On March 1, the 16th edition of the International Prize for Arabic Fiction's shortlist was announced, and Saudi novelist Fatima Abdulhamid's book "The Highest Part of the Horizon" made the cut.
Each of the six authors that made the shortlist will get $10,000, with an extra $50,000 going to the winner, who will be revealed on May 21 in Abu Dhabi.
The nominees are as follows:
"The Highest Part of the Horizon," a satirical black comedy written by a Jeddah native, is recounted by Azrael, an angel of death. Saudi Arabian author Fatima Abdulhamid was born in 1982 in Jeddah.

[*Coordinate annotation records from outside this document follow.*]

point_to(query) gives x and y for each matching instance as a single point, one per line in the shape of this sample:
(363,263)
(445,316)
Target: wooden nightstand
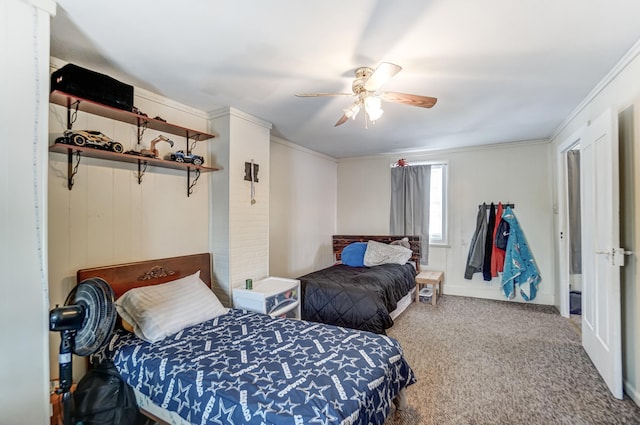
(275,296)
(433,278)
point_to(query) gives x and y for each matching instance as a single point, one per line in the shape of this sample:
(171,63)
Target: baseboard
(494,293)
(632,392)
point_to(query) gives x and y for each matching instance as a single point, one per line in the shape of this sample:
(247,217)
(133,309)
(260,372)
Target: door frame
(563,236)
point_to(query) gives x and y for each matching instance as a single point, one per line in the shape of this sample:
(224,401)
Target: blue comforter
(245,367)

Prior to becoming a psychologist, she was a teacher with a BA in psychology. She has written a collection of short stories called Like a Paper Plane (2010), as well as three novels, The Edge of Silver (2013), F for Female (2016), and The Farthest Horizon (2022).
Al-Sadiq Haj Ahmed
The book "Drought," written by an Algerian instructor in General Linguistics and Linguistic Discourse, describes the plight of the Tuareg, who abandoned their homes as a result of the 1973 Saharan drought.
The narrative of a water diviner who was hired by the peasants to find underground water springs is told in the book "The Exile of the Water Diviner" by Omani poet and writer.

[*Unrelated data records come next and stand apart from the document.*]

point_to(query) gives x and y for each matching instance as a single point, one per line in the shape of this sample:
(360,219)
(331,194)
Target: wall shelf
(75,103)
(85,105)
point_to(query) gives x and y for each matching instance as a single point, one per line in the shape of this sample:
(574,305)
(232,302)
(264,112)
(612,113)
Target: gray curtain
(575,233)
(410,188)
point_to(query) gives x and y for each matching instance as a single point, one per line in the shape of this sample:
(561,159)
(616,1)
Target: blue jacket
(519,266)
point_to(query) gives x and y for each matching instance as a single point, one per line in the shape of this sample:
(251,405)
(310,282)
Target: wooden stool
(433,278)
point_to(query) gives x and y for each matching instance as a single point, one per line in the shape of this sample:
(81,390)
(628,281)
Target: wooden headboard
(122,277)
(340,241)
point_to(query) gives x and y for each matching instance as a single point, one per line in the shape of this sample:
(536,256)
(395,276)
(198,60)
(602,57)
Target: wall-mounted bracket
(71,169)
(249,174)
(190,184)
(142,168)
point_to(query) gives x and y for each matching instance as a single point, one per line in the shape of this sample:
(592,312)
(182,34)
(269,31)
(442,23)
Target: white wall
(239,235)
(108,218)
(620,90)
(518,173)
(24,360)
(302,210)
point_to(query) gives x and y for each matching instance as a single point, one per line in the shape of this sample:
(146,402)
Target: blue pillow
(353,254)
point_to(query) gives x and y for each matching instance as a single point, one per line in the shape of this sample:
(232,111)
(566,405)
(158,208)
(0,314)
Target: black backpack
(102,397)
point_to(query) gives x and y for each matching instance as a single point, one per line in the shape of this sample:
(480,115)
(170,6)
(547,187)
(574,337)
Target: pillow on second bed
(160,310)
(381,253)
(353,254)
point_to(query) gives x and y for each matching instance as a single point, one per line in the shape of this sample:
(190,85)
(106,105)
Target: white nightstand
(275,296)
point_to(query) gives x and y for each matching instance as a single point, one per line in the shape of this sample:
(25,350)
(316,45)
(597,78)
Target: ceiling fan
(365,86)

"Concerto Qurina Eduardo," written by the Libyan professor and novelist, is a story about a young girl growing up in Libya and how politics and conflict affect her life and the lives of her extended family.
In his book "The Stone of Happiness," the Iraqi journalist and novelist sheds light on how society's disintegration following war and sectarian strife falls disproportionately on children and the vulnerable.
The Egyptian author's work "Days of the Shining Sun" examines migration and instability via the perspectives of individuals caught between the sufferings of their own countries and the violence of their exiled locations.